Repairs to the structure and other issues

The following are the responsibilities of the landlord:

• all structural timbers, walls, stairwells, roof, chimney, and rainwater products

• tiling on the walls and floors

• interior ornamental woodwork such as architraves, skirting boards, wooden sills, and other

• ventilators and airbricks

• insulating the roof space (where the tenant has not been receiving grant aid)

• rotted wood

The renter is responsible for the following:

• the expense of sweeping chimneys, as well as any additional work necessary as a result of the failure to sweep chimneys

• interior wall and ceiling plaster cracks

External projects

The renter is responsible for the following:

• Garden and hedge care and maintenance

• gully trap cleaning

The following are the responsibilities of the landlord:

• landlord-installed garden pathways, walls, fences, and gates must be repaired.

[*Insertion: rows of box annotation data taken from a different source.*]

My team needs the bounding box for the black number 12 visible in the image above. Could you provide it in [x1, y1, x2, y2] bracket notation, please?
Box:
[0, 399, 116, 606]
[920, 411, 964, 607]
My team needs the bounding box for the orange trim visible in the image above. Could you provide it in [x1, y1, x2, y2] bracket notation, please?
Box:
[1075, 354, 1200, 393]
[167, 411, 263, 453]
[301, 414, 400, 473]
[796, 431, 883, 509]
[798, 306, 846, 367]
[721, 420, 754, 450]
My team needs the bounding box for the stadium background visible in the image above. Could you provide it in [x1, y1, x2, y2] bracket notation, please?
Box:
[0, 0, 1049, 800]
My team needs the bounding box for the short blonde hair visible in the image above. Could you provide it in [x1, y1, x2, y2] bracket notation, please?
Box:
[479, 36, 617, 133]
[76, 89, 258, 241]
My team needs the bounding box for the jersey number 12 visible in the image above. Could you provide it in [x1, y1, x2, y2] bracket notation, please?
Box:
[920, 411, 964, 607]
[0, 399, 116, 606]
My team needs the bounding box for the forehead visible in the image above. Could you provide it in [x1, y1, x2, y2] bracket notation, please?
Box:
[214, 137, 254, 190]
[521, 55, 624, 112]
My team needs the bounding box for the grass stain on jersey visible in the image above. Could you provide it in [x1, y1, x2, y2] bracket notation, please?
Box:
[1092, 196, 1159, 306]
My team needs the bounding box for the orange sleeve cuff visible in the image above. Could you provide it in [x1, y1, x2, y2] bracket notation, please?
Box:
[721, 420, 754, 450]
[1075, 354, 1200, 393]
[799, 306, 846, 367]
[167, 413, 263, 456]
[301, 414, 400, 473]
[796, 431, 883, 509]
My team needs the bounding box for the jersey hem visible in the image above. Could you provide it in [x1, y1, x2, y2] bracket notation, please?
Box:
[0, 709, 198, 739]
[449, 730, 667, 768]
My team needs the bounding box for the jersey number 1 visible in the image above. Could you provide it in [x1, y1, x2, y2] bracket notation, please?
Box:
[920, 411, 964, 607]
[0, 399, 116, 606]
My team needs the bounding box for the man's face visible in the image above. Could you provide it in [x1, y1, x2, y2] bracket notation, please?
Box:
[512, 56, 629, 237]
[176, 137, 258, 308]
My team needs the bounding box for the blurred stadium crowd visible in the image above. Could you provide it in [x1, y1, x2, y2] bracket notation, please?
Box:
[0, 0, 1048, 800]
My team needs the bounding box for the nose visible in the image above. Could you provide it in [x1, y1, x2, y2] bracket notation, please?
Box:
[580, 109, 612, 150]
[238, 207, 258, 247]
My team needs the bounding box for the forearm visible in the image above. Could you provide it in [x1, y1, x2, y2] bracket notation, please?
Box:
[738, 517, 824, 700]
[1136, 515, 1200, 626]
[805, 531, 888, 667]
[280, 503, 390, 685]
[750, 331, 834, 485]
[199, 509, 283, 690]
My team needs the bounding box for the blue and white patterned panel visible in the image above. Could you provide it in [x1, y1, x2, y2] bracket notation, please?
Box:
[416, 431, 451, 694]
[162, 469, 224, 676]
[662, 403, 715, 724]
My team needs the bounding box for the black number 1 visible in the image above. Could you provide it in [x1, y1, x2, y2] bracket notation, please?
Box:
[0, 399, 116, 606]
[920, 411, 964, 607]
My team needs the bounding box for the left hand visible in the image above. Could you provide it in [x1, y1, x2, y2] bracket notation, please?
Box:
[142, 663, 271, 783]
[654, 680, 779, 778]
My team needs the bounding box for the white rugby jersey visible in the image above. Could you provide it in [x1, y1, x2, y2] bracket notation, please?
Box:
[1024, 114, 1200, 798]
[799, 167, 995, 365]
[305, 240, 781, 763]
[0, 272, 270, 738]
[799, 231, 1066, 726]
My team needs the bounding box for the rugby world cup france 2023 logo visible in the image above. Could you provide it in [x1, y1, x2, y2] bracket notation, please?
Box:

• the replacement of wheelie bins every seven years if they are in need of replacement.

• rotary clothes dryers must be replaced

• Unless the local authority is in charge, common amenity spaces must be maintained.

• exterior repair work includes structural repairs to walls, outside doors, windows (but not glass replacement), roofs, chimneys, valleys, gutters, downpipes, and house drains (but not glass replacement) (excluding cleaning of gullies)

• exterior painting


In most cases, negligence refers to your landlord injuring or damaging you as a result of their reckless or negligent behavior.

For example, your landlord may be liable if they failed to complete necessary repairs in your house after you informed them of the problem, and as a result, you were hurt or your possessions were destroyed. They might even be considered negligent if they completed the repairs but did so in a reckless or unsafe manner.

A Personal Annoyance

When anything on another property or a common area of a building held by your landlord interferes with your use and pleasure of your house, it is called a private nuisance for social housing. For example, if your landlord failed to repair pipes in your block’s roof space and water flooded your property, causing damage. In this case, you might file a nuisance complaint against the landlord for structure and exterior.

The 1972 Defective Premises Act

This Act establishes specific responsibilities of care that your landlord owes you. They include a responsibility to avoid human injury or property damage caused by flaws in your house. This is a responsibility you owe to yourself, your family, and guests to your house.

When your landlord is required to repair or maintain your house or has the authority to access the property to do maintenance or repairs, the duty is due.

Even if you haven’t informed your landlord, the obligation is owed if the landlord knows or should have known about the repair as per the landlord and tenant’s tenancy agreement.